Cumberland Caverns was known as Higgenbotham and Henshaw caves during most of its history, before it was turned into a Tennessee show cave by Roy Davis and Tank Gorin in 1955 and 1956. Similar in style and content to Matthews's recent book on Dunbar Cave, this book is a nice account of the history of Cumberland Caverns, which began in the pioneer days and continued, as far as significant events go, up to the completion of the current map in 1978, at 27.6 miles. Among the appendixes are a nice gazateer and a chronological summary. Roughly half the entries in the chronology, if one ignores trivial things like forty-four entries for the annual Cumberland Caverns christmas parties, are from the nineteenth century. There is also a poem that was apparently inspired by Higgenbotham Cave in 1880. It has over four hundred lines of the good old-fashioned sort that actually rhyme and scan.

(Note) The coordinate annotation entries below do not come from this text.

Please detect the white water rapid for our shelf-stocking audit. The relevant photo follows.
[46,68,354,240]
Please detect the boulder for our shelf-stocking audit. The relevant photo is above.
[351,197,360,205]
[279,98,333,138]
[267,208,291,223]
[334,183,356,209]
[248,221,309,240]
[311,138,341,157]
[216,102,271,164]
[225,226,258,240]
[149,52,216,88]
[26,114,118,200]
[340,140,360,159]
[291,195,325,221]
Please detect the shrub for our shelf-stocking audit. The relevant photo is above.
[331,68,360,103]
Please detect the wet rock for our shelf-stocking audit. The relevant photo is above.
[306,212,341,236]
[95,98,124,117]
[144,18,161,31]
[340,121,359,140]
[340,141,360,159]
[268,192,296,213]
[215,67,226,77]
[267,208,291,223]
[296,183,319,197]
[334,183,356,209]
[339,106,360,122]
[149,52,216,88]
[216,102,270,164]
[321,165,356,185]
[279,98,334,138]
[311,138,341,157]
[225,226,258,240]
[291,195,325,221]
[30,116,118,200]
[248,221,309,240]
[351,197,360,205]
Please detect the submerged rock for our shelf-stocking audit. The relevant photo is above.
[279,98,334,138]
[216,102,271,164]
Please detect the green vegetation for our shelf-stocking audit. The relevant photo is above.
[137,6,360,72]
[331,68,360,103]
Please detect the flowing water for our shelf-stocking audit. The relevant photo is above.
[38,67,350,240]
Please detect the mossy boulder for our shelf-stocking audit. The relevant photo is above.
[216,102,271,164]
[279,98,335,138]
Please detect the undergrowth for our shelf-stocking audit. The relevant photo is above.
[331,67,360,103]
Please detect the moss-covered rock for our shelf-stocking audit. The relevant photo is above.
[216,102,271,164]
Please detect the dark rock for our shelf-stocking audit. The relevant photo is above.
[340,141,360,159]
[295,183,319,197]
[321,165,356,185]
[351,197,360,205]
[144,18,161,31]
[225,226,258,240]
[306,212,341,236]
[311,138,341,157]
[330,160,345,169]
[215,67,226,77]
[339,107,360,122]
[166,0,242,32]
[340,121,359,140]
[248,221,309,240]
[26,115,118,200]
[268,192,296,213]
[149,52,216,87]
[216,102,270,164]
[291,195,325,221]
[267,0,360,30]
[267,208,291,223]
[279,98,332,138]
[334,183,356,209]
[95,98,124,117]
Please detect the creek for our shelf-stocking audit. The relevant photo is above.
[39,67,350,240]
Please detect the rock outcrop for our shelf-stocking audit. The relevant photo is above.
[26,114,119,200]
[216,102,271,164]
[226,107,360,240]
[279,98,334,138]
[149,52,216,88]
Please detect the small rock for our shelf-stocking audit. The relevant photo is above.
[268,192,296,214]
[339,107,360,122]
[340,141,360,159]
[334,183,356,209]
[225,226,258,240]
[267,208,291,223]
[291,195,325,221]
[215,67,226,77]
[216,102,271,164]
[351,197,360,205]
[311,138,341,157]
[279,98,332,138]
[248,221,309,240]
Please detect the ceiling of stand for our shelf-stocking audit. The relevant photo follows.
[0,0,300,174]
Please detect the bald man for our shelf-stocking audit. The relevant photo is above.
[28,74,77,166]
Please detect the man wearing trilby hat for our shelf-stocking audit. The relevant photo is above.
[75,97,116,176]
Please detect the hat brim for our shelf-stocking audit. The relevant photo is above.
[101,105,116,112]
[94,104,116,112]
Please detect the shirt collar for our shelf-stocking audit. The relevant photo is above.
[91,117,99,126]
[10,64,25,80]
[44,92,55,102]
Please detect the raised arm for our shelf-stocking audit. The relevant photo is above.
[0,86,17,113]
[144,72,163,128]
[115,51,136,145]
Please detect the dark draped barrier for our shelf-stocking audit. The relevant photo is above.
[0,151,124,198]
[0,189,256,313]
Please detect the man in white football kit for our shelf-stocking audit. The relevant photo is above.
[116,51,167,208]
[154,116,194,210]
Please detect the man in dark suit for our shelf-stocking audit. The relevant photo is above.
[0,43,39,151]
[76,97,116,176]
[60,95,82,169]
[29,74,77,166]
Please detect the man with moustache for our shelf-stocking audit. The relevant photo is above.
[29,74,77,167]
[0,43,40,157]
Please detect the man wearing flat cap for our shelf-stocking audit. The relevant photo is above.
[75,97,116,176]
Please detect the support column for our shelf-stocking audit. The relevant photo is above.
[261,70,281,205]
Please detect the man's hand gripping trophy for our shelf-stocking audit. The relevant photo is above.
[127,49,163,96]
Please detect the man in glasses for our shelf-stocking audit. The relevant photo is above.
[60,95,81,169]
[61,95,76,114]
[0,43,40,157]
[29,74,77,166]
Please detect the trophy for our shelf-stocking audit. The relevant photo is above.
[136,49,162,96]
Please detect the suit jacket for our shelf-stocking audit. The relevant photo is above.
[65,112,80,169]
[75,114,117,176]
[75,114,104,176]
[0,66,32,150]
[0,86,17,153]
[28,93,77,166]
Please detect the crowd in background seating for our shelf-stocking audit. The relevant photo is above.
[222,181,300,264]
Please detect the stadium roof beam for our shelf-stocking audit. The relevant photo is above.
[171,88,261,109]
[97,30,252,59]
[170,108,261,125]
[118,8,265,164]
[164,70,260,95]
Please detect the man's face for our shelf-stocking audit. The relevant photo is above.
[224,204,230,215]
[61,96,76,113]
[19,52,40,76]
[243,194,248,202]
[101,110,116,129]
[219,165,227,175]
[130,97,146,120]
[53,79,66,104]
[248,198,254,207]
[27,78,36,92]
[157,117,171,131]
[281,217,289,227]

This is a slightly revised and updated second edition of a book that was originally published by the NSS in 1988. It has been reformatted to a larger page size, and the photographs, many of which are new to this edition, are much better reproduced. (A number of photographs in the first edition could not be reprinted, though, so that edition may still be of interest to serious historians.) There are many nicely drafted maps, in the style of the 1970s, of parts of the cave, but the small scale required for even parts of such a long cave would not have permitted much floor detail anyway.
Cumberland Caverns was one of the most exciting cave exploration stories during the 1950s and 1960s, and cavers as well as speleo-historians will enjoy this book.